Les analyses contenues dans le nouveau Rapport mondial sur le développement humain du PNUD, établissent un diagnostique de la situation et présentent aux décideurs le choix de renverser les facteurs systémiques qui génèrent ces inégalités croissantes. En particulier, ce rapport documente comment il est possible d'éliminer simultanément les privations extrêmes tout en donnant à chacun les moyens de vivre dignement, de gérer les retombées du réchauffement de notre planète et de bénéficier des innovations qu’offrent l’intelligence artificielle et la robotique. En d’autres termes, ces recommandations vont dans le sens d’un modèle économique qui travaille pour le bien-être collectif et non plus pour une petite minorité de privilégiés.
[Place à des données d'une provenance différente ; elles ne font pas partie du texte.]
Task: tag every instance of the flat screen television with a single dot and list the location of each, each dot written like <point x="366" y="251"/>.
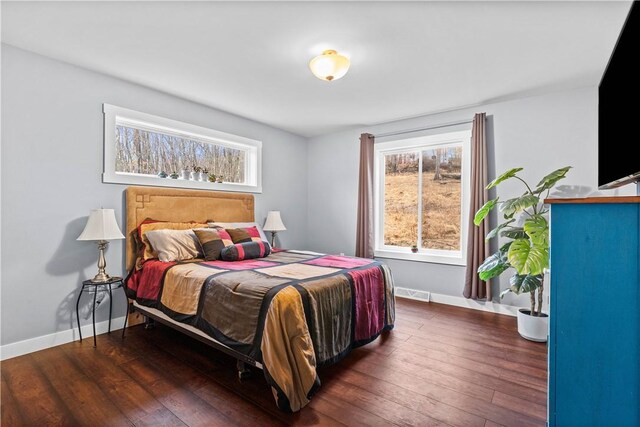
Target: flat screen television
<point x="619" y="109"/>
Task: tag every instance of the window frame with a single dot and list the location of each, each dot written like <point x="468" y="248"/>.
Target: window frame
<point x="412" y="145"/>
<point x="114" y="114"/>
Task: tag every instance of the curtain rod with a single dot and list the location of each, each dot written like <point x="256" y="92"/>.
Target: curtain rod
<point x="401" y="132"/>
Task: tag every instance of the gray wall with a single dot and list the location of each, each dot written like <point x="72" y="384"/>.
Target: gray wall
<point x="51" y="179"/>
<point x="538" y="133"/>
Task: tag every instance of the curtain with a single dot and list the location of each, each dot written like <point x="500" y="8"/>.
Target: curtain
<point x="477" y="247"/>
<point x="364" y="231"/>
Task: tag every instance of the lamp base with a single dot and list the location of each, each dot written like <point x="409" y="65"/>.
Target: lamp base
<point x="101" y="277"/>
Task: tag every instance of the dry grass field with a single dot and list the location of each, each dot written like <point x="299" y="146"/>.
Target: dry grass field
<point x="441" y="211"/>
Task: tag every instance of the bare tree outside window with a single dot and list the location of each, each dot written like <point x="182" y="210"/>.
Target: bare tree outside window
<point x="441" y="198"/>
<point x="145" y="152"/>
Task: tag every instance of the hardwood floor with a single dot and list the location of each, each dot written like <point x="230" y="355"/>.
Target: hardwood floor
<point x="441" y="365"/>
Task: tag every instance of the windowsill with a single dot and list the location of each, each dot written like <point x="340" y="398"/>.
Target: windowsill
<point x="150" y="180"/>
<point x="406" y="255"/>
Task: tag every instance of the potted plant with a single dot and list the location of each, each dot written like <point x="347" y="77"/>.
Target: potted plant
<point x="526" y="229"/>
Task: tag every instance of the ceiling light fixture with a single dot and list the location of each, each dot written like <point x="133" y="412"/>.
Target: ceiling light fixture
<point x="329" y="66"/>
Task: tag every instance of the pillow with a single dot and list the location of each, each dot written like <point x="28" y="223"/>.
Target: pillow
<point x="240" y="225"/>
<point x="174" y="245"/>
<point x="244" y="235"/>
<point x="212" y="241"/>
<point x="146" y="251"/>
<point x="247" y="250"/>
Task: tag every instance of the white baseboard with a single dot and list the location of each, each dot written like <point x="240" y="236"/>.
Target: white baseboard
<point x="492" y="307"/>
<point x="19" y="348"/>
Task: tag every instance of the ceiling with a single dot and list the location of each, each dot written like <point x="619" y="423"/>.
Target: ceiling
<point x="250" y="58"/>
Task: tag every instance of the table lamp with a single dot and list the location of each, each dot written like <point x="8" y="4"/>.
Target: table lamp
<point x="101" y="227"/>
<point x="273" y="224"/>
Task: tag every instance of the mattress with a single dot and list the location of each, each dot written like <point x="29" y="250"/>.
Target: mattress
<point x="292" y="311"/>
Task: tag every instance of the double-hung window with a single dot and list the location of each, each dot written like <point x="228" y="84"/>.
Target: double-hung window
<point x="420" y="197"/>
<point x="144" y="149"/>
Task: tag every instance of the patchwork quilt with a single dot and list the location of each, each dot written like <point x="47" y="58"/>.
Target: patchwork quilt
<point x="292" y="311"/>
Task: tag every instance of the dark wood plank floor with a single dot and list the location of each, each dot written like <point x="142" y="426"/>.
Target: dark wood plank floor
<point x="441" y="366"/>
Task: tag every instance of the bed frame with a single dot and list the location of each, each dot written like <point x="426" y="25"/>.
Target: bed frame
<point x="169" y="204"/>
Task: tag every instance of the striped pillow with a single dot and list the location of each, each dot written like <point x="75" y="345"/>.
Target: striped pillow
<point x="243" y="235"/>
<point x="247" y="250"/>
<point x="213" y="241"/>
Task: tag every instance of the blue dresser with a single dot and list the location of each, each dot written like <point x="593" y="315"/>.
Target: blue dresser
<point x="594" y="331"/>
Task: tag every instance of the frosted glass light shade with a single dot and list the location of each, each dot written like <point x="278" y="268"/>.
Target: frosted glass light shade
<point x="329" y="66"/>
<point x="101" y="225"/>
<point x="274" y="222"/>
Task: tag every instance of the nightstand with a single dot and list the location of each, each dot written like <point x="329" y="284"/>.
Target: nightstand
<point x="109" y="284"/>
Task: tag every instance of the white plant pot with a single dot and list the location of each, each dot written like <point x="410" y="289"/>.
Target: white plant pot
<point x="533" y="328"/>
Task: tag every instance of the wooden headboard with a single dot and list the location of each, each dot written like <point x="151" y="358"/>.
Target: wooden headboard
<point x="170" y="204"/>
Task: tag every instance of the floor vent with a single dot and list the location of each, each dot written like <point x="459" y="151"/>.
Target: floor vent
<point x="413" y="294"/>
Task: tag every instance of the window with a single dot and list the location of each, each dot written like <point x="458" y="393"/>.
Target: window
<point x="139" y="146"/>
<point x="420" y="197"/>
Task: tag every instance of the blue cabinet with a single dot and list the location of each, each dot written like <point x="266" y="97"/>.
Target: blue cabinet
<point x="594" y="331"/>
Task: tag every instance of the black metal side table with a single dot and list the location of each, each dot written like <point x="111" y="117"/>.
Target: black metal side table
<point x="95" y="285"/>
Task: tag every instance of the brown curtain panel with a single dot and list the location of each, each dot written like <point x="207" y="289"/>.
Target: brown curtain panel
<point x="364" y="232"/>
<point x="477" y="247"/>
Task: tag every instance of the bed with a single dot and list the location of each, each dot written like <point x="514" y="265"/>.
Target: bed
<point x="287" y="313"/>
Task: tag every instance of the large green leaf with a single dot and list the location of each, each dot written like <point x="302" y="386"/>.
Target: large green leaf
<point x="525" y="283"/>
<point x="508" y="174"/>
<point x="513" y="206"/>
<point x="528" y="258"/>
<point x="514" y="233"/>
<point x="537" y="229"/>
<point x="493" y="233"/>
<point x="495" y="264"/>
<point x="550" y="180"/>
<point x="484" y="211"/>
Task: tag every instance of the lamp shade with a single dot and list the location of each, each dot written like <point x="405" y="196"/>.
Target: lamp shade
<point x="274" y="222"/>
<point x="329" y="66"/>
<point x="101" y="225"/>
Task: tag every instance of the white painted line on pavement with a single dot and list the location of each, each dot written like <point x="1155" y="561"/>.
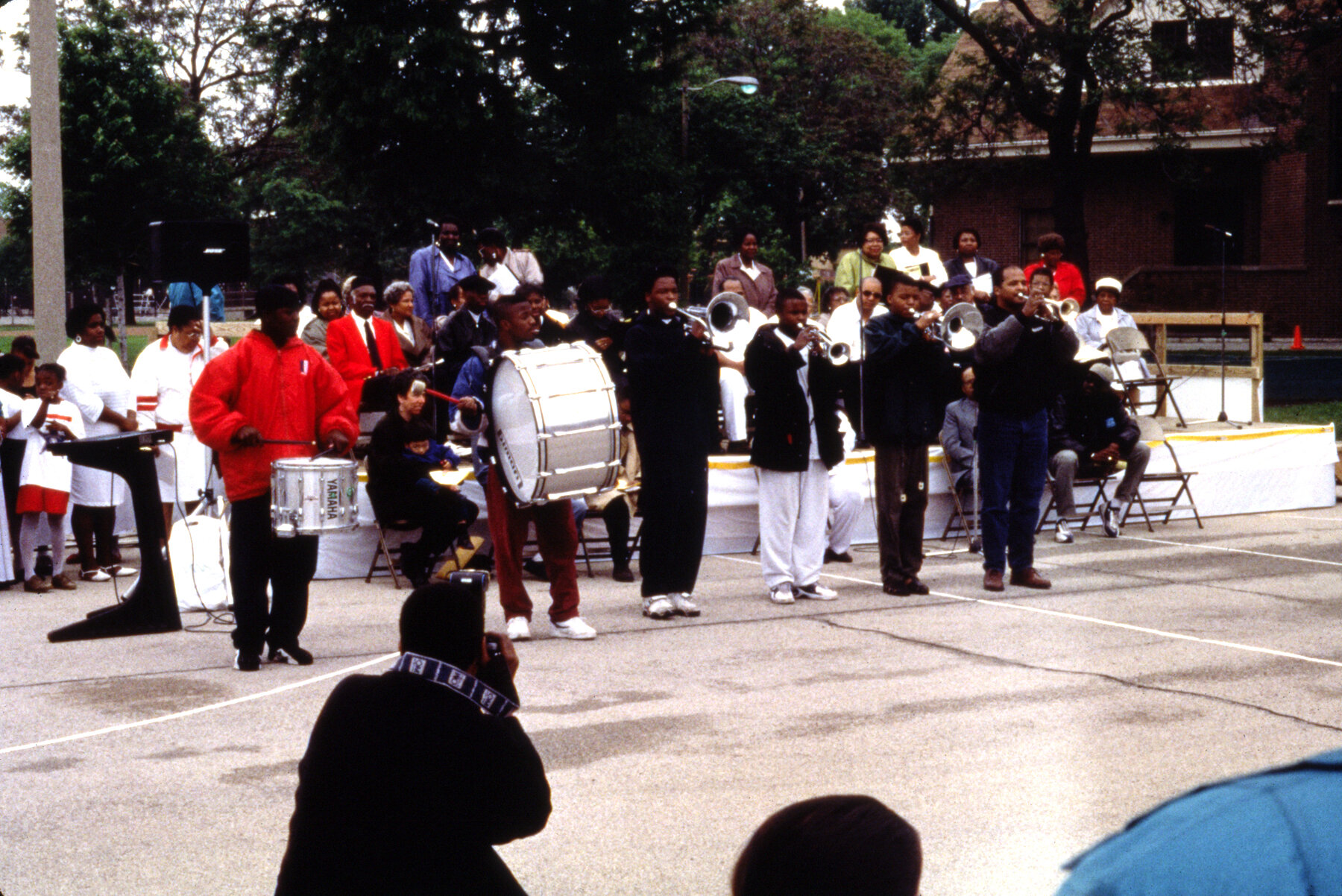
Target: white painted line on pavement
<point x="113" y="728"/>
<point x="1177" y="636"/>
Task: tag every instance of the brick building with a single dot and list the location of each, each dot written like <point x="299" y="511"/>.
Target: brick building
<point x="1149" y="214"/>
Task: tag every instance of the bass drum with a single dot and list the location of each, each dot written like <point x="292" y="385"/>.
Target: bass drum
<point x="313" y="495"/>
<point x="555" y="423"/>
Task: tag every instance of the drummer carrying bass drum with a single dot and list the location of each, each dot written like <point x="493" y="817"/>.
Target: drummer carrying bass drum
<point x="268" y="388"/>
<point x="556" y="534"/>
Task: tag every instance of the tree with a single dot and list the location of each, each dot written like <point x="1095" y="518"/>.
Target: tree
<point x="1048" y="69"/>
<point x="812" y="148"/>
<point x="132" y="151"/>
<point x="919" y="19"/>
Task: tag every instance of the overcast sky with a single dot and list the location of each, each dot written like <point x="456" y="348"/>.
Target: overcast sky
<point x="13" y="85"/>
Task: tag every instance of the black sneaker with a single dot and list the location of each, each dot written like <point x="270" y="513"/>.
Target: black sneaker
<point x="293" y="652"/>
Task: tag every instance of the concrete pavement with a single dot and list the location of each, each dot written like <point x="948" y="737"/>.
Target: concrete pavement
<point x="1011" y="730"/>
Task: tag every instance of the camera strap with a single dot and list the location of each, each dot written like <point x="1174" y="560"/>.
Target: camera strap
<point x="482" y="695"/>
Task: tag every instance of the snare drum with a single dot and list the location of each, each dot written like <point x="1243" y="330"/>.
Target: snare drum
<point x="313" y="495"/>
<point x="555" y="423"/>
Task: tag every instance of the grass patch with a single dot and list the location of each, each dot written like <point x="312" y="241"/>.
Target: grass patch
<point x="1314" y="412"/>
L'augmentation des inégalités n'est pas inéluctable, mais il sera effectivement de plus en plus difficile de corriger la trajectoire autodestructrice actuelle dans laquelle s’est engagée l'humanité. La crise climatique frappe déjà les communautés les plus défavorisées, qui sont généralement celles qui ne bénéficient pas d’une une formation universitaire qui leur permettrait de sortir des trappes à pauvreté dans les lesquelles elles se trouvent. Il va sans dire que même les besoins humains les plus élémentaires ne sont pas toujours satisfaits pour beaucoup d’entre elles.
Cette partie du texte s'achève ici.